In order to dig up a cherry tree - for whatever purpose - it is useful to know something about its root system. The tree root consists of a main and several secondary roots, which anchor the tree in the ground and ensure that it stands securely. Even the roots of a long dead tree remain deep and broad in the earth for decades.
- High trunk - a giant among the cherry trees
- Don't be afraid of lichens on cherry trees
- Fungal attack on cherry trees
Carefully dig up the living cherry tree
Every gardener knows that for them, transplanting trees is primarily associated with stress. Nevertheless, various circumstances may make it necessary to move a cherry tree to the new place of residence or just to another garden space. If you are careful when digging, the tree has a good chance of growing in the new place.
Proceed as follows to excavate:
- round the ground around the cherry tree at around 2/3 of the crown circumference,
- note that sweet cherries have deeper roots than sour cherries,
- pierce the resulting ball of the earth so far that it loosens completely,
- cut off the damaged roots smoothly with sharp scissors.

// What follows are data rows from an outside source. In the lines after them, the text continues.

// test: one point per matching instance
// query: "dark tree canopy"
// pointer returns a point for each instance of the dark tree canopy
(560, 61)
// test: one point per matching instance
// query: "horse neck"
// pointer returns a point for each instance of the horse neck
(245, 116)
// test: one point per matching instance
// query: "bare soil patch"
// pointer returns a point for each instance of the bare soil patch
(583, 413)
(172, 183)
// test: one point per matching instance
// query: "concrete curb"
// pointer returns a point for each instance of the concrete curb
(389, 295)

Eliminating a dead cherry tree
Many hobby gardeners report in countless garden forums about how difficult it is to remove a disturbing cherry tree root from the garden. As a rule, these are very old trees that have to make room for new plantings after they have died. Digging alone is rarely enough. In most cases, the use of technology (milling machine, winch, excavator) has to be helped.
If the cherry tree root to be excavated is not so thick and does not go very deep, it can be exposed as far as possible and its branches sawed off so that it can be pulled out - with or without technical assistance. The root remnants remaining in the earth will rot over time, and a quick composter can speed things up here.
Tips & Tricks
An old, deformed, gnarled tree trunk from a dead cherry tree can look very decorative with tendrils and also provide a habitat for many insects.